Let's call your answer for the first part y, then
y mols/Ls x (60 s/min) x (60 min/hr) = 3600(y) mols/L.hr. Check my thinking
i know how to do the first part, I just need the second part of the problem.
To calculate the initial reaction rate, we can substitute the given values into the rate law equation.
rate = k[O3][NO]
Given:
k = 2.87 × 10^6 M–1·s–1
[O3]0 = 2.56 × 10–6 M
[NO]0 = 7.14 × 10–5 M
Substituting these values into the rate law equation:
rate = (2.87 × 10^6 M–1·s–1)(2.56 × 10–6 M)(7.14 × 10–5 M)
Simplifying:
rate = 2.87 × 10^6 M–1·s–1 × 2.56 × 10–6 M × 7.14 × 10–5 M
≈ 0.051 M·s–1
Therefore, the initial reaction rate is approximately 0.051 M·s–1.

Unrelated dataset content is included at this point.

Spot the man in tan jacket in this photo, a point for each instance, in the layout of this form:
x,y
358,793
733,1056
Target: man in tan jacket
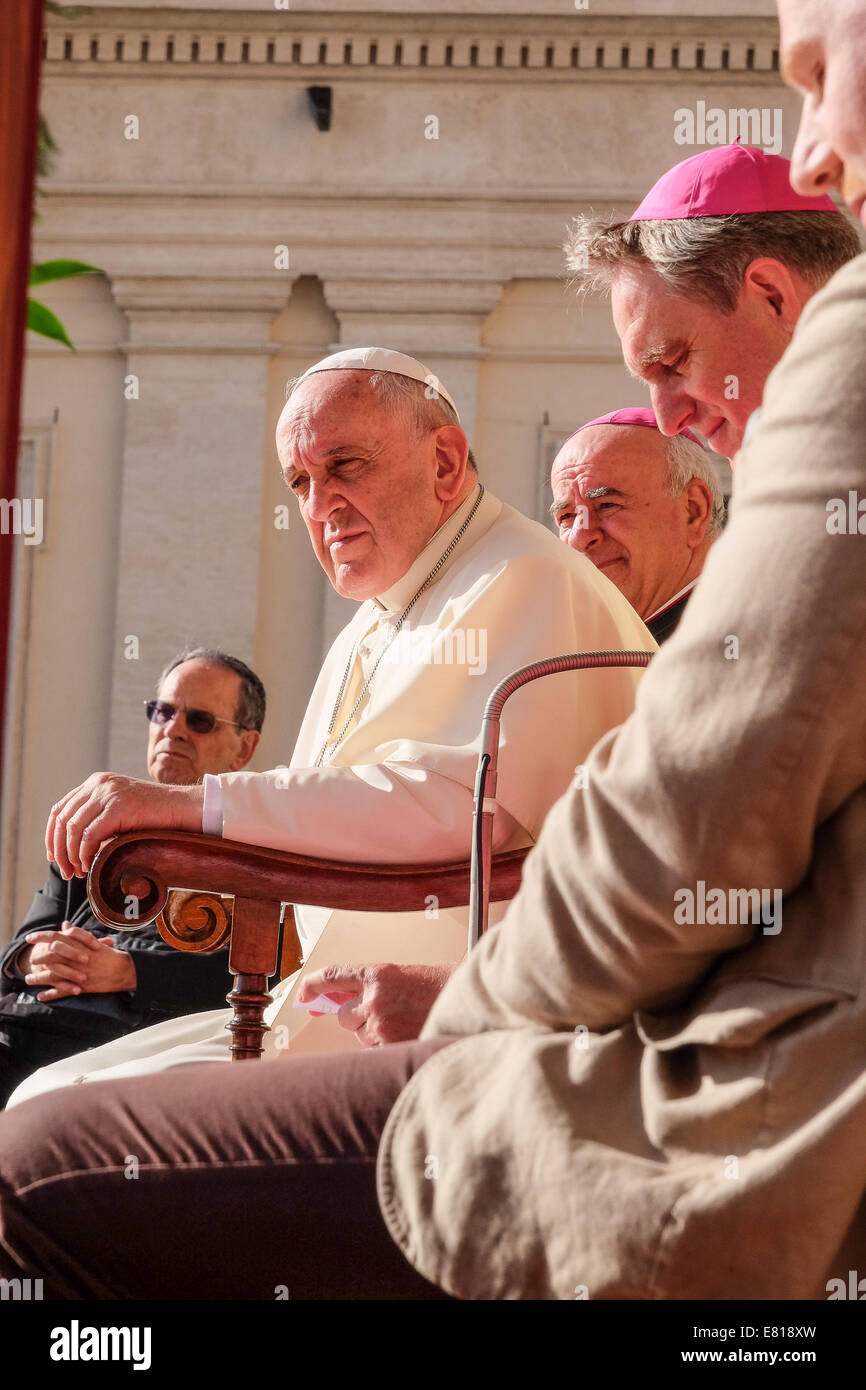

To calculate the number of moles of NO2(g) produced per hour per liter of air, we need to convert the reaction rate to mol·h-1·L-1.
Given:
Volume of air = 1 L
Time = 1 hour
The reaction rate is already in mol·s-1, so we can convert it to mol·h-1 by multiplying by the number of seconds in an hour (3600 seconds).
Moles of NO2(g) produced per hour per liter of air = rate × (3600 s/h)

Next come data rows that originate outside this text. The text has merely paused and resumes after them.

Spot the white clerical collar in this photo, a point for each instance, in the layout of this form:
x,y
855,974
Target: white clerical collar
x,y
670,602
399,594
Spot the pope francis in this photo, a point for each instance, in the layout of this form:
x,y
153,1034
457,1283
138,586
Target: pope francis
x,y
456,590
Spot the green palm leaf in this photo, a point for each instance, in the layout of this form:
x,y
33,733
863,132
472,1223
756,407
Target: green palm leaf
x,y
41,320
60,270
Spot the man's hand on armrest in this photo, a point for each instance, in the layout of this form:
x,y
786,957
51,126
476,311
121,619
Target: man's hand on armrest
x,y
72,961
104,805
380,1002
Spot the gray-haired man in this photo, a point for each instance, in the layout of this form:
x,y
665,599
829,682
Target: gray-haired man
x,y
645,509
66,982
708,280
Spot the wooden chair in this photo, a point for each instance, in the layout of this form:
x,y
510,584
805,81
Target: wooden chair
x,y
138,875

Substituting the value of the rate calculated earlier:
Moles of NO2(g) produced per hour per liter of air = 0.051 M·s–1 × 3600 s/h
= 183.6 M·h–1
Therefore, the number of moles of NO2(g) produced per hour per liter of air is 183.6 mol·h-1·L-1.
To calculate the initial reaction rate, you can substitute the given values into the rate law equation.
Given:
k = 2.87 × 10^6 M–1·s–1
[O3]0 = 2.56 × 10^–6 M
[NO]0 = 7.14 × 10^–5 M
Substituting these values into the rate law equation, we get:
rate = k[O3][NO]
rate = (2.87 × 10^6 M–1·s–1)(2.56 × 10^–6 M)(7.14 × 10^–5 M)
Now, multiply the numbers together to find the rate:
rate = 2.57 × 10^–11 M·s–1
So, the initial reaction rate is 2.57 × 10^–11 M·s–1.
Now, to calculate the number of moles of NO2(g) produced per hour per liter of air, we need to use stoichiometry and consider the molar ratio between NO and NO2.
From the balanced reaction equation:
1 mole of NO reacts to form 1 mole of NO2.
Given that the initial concentration of NO is [NO]0 = 7.14 × 10^–5 M, we can directly say that the moles of NO2 produced per liter of air per second is also 7.14 × 10^–5 mol·L^–1·s^–1.
To convert the rate to hours, we need to multiply it by the conversion factor of 3600 seconds per hour:
(7.14 × 10^–5 mol·L–1·s–1) × (3600 s/h) = 0.2574 mol·L–1·h–1
So, the number of moles of NO2(g) produced per hour per liter of air is 0.2574 mol·L–1·h–1.